In a 2022 report, International Monetary Fund (IMF) states that ‘[t]he dollar’s share of global foreign-exchange reserves fell below 59 percent in the final quarter of last year, extending a two-decade decline’. However, surprisingly, the decline in the dollar is not associated with the ‘increase in the shares of the pound sterling, yen, euro, and other long-standing reserve currencies.’ Instead, the shift in the dollar’s share in the reserve currency system went in two directions—a quarter into the Chinese renminbi and three-quarters into the currencies of smaller countries that have historically played a limited role as reserve currencies. This piece examines the shifts underlying this trend with a focus on increased regional alliances in trade and payment systems technology. We conclude with forecasts and implications for a more multipolar monetary order and ‘dollar diplomacy.’
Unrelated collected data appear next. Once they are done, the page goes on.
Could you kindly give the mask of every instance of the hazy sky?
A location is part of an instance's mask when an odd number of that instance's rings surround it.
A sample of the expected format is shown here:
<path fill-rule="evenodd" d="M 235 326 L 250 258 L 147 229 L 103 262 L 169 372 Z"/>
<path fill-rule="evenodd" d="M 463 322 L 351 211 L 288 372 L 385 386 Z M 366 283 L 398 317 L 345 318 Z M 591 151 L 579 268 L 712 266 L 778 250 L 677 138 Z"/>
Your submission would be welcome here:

Since the onset of the Covid-19 pandemic, geopolitical tensions and economic stagnation have led to fragmentation in cross-border trade and payment systems. The ongoing Ukraine-Russia conflict and international sanctions imposed by the Western economies have also contributed to this situation by causing disruptions for countries with trade relationships with Russia, particularly for essential commodities like fuel, grain, and oilseed. Moreover, many countries are running low on U.S. dollar reserves amidst inflation, prompting them to consider alternative currencies for cross-border trade settlements. This is further exacerbated by the aggressive rate hikes by the Federal Reserve in an attempt to contain domestic inflation within the U.S. The historical correlation between the U.S. dollar and commodity prices has been disrupted for the first time. As a result, evidence suggests a degree of regional fragmentation in trade-related activities and the use of alternative currencies, leading to a shift away from the U.S. dollar as the primary currency for international trade. For instance, in March 2023, the yuan was the most widely used global currency, surpassing the U.S. dollar and euro.

Further, central banks from emerging markets and developing economies seek to diversify their foreign currency reserve composition. The shift began in April 2022, after key Russian banks were removed from SWIFT following Russia’s invasion of Ukraine. China increasingly uses the yuan to buy Russian commodities, such as oil, coal, and metals, settling their bilateral trade with Russia in Chinese currency instead of dollars. In a similar effort, India has made several initiatives to create bilateral trade relationships with countries like Bangladesh, the United Arab Emirates, and Malaysia to internationalize the rupee and use it to settle cross-border trades. This trend toward exploring alternative currencies may affect the global financial landscape. Still, its impact is uncertain due to concerns about newer currencies’ volatility and regulatory systems.